I believe a healthy relationship requires trust, respect and honesty, and the three walk hand in hand. I certainly understand you being concerned when you feel your partner has not been honest and upfront.
I also think one needs to look at things both from the microcosm and the macrocosm. We should consider every incident on it's own merit as a singular event while also considering patterns of similar incidents.
As a singular event, yes a form of dishonesty occurred, but it requires an understanding of the complexities of personal dynamics, external influences and relationship dynamics.
Personal dynamics include all of the psychological baggage we carry throughout our lives, including our accumulated wounds and their effect on our behaviour, like our ability to trust and our desire to avoid further wounds.
You both have had unique experiences, both positive and negative, that have shaped your respective perceptions, thoughts and behaviours.
For example, your partner may have developed a pattern in childhood of hiding certain bahaviour in order to avoid being judged and rejected by a parent. She therfore needs to hide from you both the fact that she failed at quitting and her smoking, lest she suffer your judgment or rejection.
You, on the other hand, might have some wound associated with honesty and react to dishonesty in a disproportionate way.
External influences can involve, in this case, the social conditioning one receives about smoking as well as the effect smoking has on a person, as they relate to personal dynamics. Most smokers today have developed beliefs that smoking is evil; that it both kills smokers and those around them, that it is highly addictive, and that one needs to hide it from society. Long before your relation with this person, she had already been conditioned to hide her smoking, to lie about it, since it is allegedly a sin against humanity and the environment and those who smoke must have something wrong with them and should be separated from society.

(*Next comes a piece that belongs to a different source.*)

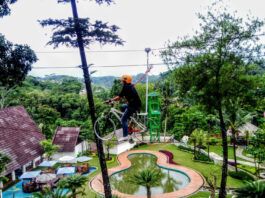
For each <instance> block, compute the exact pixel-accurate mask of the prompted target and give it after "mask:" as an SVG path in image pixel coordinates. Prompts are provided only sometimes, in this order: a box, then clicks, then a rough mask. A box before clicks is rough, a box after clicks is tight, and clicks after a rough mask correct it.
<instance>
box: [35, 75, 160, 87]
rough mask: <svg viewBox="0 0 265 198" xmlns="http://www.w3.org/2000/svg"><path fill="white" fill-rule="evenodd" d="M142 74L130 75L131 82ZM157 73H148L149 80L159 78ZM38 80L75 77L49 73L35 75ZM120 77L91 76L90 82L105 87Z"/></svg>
mask: <svg viewBox="0 0 265 198" xmlns="http://www.w3.org/2000/svg"><path fill="white" fill-rule="evenodd" d="M142 75H143V74H137V75H134V76H132V77H133V83H135V82H137V81H138V80H139V79H140V78H141V77H142ZM159 77H160V76H159V75H150V76H149V82H150V83H154V82H155V81H157V80H158V79H159ZM36 78H37V79H38V80H45V81H46V80H49V81H51V80H52V81H56V82H58V83H60V82H61V81H62V80H63V79H65V78H76V77H73V76H67V75H56V74H50V75H45V77H36ZM119 78H120V77H115V76H99V77H92V78H91V81H92V84H94V85H97V86H101V87H105V88H107V89H109V88H111V86H112V84H113V81H114V79H119ZM77 79H78V80H79V81H80V82H84V80H83V78H77ZM145 82H146V78H144V79H143V80H142V81H141V83H145Z"/></svg>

Smoking is also pleasurable, has several health benefits, enhances intellectual abilities and contains chemicals that can be highly addictive. All of these attributes provide incredibly potent reinforcements to continue smoking.
So there are powerful forces at play upon the smoker, both to make them want to quit and to want to smoke. An even greater schism can form when we connect these forces to personal dynamics, including, for example, one's fear of rejection on one hand and one's desire to nurture (or gratify) one's self on the other hand.
The relationship dynamics combine both individual's personal dynamics as well as the effects of external influences as they relate to the respective individual's personal dynamics.
Although you both have had access to the same social conditioning, the effect will be different due to several factors, including the fact that one of you have received the conditioning as a smoker and have had the threat of societal rejection looming over their head and the other has rarely been afforded the opportunity to empathize with the former's experience as a smoker.
One often needs to trust in order to be honest. A smoker learns early on that they cannot trust society to treat them fairly and to not reject them, and therefore, cannot easily separate a partner's distaste for smoking from society's distaste. The fears of society's judgment and rejection is easily transferred onto the relationship.
So, from a microcosmic view, as a singular event, this issue of honesty is complex and should initially be viewed in light of several considerations, including the aforementioned.
However, from the macrocosmic view, if there are other instances of dishonest behaviour, you would also need to take them into consideration after initially viewing them on their own merits and assigning them certain values.
As I mentioned in an earlier comment, there are several forms of dishonesty, some of which are both understandable and forgivable and some which are so dangerous to a relationship that they should provide a giant red flag, accompanied by a trumpet blowing the signal to retreat.
For example, you are choosing to be dishonest, through omission, by not telling your partner your current thoughts and feelings during this difficult time in hers and her family's lives. Yet this form of dishonesty doesn't seem to register with you as dishonesty and, if it did, probably wouldn't be assigned the same value as your partner's choice to hide her smoking from you.
Although it seems to me that you are overreacting to her trying to hide her failure to quite from you, if there are patterns of dishonest behaviour, or other childish ways she handles being confronted with her behaviour, then these need to be taken into consideration and your reaction would be more understandable.
Just make sure you are reacting to the right thing and the other person knows what you are reacting to.
From a personal development perspective, perhaps there's something for you to learn about yourself from your reactions. You seem to be hanging onto the honesty aspect, as if she had hurt you with her dishonesty. It might be beneficial for you to work backward through your life to your early childhood and review times when people had been dishonest with you and how you felt.
Perhaps the concept of honesty got hammered into you in a very specific and painful way when you were young and, although you are reacting to your partner's perceived dishonesty, you are actually replaying a scenario from your childhood and the pain you feel from your partner's behaviour merely echoes an earlier wound.
I apologize for the length if this post but I thought it could be beneficial to break things down the way I did and I could find a briefer way of doing it.